Я тоже не думаю, что это хорошая мысль.
— Хм… возможно, вы и правы, мисс…
— Фремантл. Фрэн.
— Пожалуй, будет лучше, если кто-нибудь пойдет с ним.
Отчитав его взглядом, Фрэн трижды кивает — медленно и покровительственно, — затем встает, подхватывая обломки Ника Манфорда, прижимая их к груди, и уходит, даже не подозревая, что доктор Прандарджарбаш хитростью выпроводил ее. Доктор не отрывает взгляда от своих коричневых ботинок до тех пор, пока занавеска не замирает.
— У вашего друга первые продуктивные симптомы шизофрении, — сообщает он, поднимая глаза.
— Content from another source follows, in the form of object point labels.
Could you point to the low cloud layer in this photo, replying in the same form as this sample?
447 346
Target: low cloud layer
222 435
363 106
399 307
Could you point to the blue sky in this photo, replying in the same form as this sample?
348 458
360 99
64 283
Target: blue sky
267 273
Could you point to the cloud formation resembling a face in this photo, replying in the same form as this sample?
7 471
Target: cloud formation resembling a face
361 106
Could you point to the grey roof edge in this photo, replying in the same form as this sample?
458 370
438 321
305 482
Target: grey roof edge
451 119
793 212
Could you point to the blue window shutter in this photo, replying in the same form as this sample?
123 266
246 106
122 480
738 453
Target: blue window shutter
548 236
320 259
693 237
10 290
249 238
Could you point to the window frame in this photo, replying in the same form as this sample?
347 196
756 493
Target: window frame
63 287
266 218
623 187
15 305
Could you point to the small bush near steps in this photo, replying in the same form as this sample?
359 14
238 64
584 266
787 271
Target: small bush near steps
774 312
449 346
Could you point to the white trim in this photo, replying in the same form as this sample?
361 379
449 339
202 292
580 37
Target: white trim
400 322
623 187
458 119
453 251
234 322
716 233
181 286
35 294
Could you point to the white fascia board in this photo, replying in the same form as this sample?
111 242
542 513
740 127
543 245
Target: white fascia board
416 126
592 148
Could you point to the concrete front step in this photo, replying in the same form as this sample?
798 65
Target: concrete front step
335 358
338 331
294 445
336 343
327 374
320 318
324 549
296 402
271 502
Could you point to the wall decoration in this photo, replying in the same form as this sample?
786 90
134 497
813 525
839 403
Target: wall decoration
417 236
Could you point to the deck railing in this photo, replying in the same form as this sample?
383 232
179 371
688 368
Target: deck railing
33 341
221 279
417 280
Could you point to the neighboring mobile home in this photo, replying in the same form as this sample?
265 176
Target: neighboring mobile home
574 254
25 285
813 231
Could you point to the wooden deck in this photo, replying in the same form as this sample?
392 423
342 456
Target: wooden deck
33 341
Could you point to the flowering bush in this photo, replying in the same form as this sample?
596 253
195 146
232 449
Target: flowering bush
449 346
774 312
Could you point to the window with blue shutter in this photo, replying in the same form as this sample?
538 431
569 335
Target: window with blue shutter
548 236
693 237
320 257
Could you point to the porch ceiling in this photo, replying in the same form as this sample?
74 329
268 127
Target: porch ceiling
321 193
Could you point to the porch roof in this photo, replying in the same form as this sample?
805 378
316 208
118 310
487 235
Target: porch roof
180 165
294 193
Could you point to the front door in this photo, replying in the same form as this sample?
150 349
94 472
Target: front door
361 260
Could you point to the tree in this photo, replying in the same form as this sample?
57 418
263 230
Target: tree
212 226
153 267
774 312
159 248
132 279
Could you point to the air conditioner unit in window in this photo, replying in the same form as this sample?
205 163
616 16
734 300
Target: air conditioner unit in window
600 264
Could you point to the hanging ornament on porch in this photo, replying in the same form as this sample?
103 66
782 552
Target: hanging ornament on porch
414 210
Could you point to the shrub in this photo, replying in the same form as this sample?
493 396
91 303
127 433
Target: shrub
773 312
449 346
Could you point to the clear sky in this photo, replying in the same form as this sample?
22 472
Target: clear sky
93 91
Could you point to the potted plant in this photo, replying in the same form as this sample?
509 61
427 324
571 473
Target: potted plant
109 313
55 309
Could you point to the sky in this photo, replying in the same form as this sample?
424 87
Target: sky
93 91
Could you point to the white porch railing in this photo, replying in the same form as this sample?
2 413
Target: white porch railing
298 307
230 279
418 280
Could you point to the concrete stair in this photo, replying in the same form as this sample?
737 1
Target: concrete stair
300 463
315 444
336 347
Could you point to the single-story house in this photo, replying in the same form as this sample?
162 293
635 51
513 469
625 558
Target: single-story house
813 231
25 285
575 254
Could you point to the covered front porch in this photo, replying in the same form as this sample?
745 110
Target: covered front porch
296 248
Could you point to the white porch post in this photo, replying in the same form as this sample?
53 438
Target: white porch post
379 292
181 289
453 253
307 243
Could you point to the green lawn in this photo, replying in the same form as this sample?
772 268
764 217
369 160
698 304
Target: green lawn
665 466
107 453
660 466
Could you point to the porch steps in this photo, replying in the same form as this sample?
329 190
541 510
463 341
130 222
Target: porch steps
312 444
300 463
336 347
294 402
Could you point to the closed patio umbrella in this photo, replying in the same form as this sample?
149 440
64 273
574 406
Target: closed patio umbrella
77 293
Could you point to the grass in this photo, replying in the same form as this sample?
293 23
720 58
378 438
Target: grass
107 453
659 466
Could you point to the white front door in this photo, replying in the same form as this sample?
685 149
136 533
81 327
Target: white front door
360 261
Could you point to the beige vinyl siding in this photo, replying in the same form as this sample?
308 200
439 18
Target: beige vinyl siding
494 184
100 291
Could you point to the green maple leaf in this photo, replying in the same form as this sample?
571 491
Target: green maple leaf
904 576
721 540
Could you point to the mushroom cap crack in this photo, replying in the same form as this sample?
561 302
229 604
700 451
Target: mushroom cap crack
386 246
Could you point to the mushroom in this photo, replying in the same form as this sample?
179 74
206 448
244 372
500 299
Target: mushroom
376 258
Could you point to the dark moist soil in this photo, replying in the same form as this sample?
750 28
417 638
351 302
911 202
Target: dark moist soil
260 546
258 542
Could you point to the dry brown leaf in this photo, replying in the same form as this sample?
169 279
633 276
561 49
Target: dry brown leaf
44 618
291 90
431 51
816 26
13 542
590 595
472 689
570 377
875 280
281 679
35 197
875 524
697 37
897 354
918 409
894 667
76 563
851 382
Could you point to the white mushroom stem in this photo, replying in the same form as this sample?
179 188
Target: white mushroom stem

Дина смотрит на меня. Ее брови не приподнимаются — наверное, потому что уставшие мышцы лица настроены на то, чтобы опускать веки, а не приподнимать брови. У меня возникает желание прижаться своей щекой к ее мягкой щеке и потереться, как кошки трутся о ноги кормильца.
А что в этих симптомах продуктивного?
— Что касается лечения, то существует множество вариантов, — объясняет доктор Прандарджарбаш.
Я всегда чувствую небольшую долю облегчения, когда прихожу к врачу и он действительно находит у меня какую-то болезнь — хотя бы не выгоняет как симулянта. То же самое ощущение у меня сейчас.